Afin de faire vivre et promouvoir ces principes d’action auprès de l’ensemble des acteurs de la santé à domicile, le Syndicat national des associations d’assistance à domicile 3 (SNADOM) est à l’initiative du label “Responsabilité & Santé” 4, constituant une déclinaison de la norme ISO 26000 pour la santé à domicile. Au-delà d’une certification qualité s’appuyant sur 7 engagements thématiques liés aux questions de la gouvernance responsable, des conditions de travail, de l’environnement, il s’agit par ce label de sensibiliser les acteurs aux démarches d’évaluation de leurs services.
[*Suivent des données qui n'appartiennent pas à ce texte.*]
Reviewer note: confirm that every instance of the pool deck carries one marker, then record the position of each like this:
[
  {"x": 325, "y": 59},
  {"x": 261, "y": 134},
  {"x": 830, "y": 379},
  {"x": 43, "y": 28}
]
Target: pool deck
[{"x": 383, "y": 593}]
Pour mieux valoriser la qualité du service rendu, le SNADOM se positionne en faveur d’un nouveau mode de rémunération 5, basé sur des critères d’évaluation qualitatifs de la prestation de santé à domicile.
- 1Issu du Manifeste des PSAD associatifs pour la réforme du système de santé, p.3 : http://www.snadom.org/wp-content/uploads/Manifeste-des-PSAD-associatifs.pdf
- 2Voir l’étude du Labo de l’ESS « Un système de santé pour toutes et tous, ancré dans les territoires ».
- 3Le Syndicat national des associations d’assistance à domicile (SNADOM) regroupe exclusivement des associations loi 1901 ou des sociétés filiales appartenant à plus de 75% à une ou plusieurs associations. Regroupant 9 associations régionales couvrant le territoire, le SNADOM porte depuis des années auprès des pouvoirs publics la nécessité d’un statut clair et adapté aux réalités quotidiennes de la profession. Il représente les PSAD associatifs en priorisant une approche qualitative de la prestation de santé à domicile, une prise en charge de tous les patients sur tout le territoire et une maîtrise des dépenses de santé.
- 4Le label « Responsabilité & Santé » a été créé en 2017, en partenariat avec le label Lucie, label RSE de référence pour fédérer les acteurs de la santé à domicile autour d’une démarche de responsabilité sociétale et partage des pratiques inspirantes.
- 5L’étude du Labo de l’ESS aborde également le levier des nouveaux modes de rémunération (concernant les professionnels des soins de premier recours) et le présente comme un facteur renforçant l’accessibilité aux soins.
Ces initiatives témoignent de la mobilisation des PSAD du secteur associatif pour la reconnaissance et la prise en compte de leurs spécificités, qui, dans un secteur fortement concurrentiel, participent au maintien d’une offre en santé à domicile de qualité, pour toutes et tous.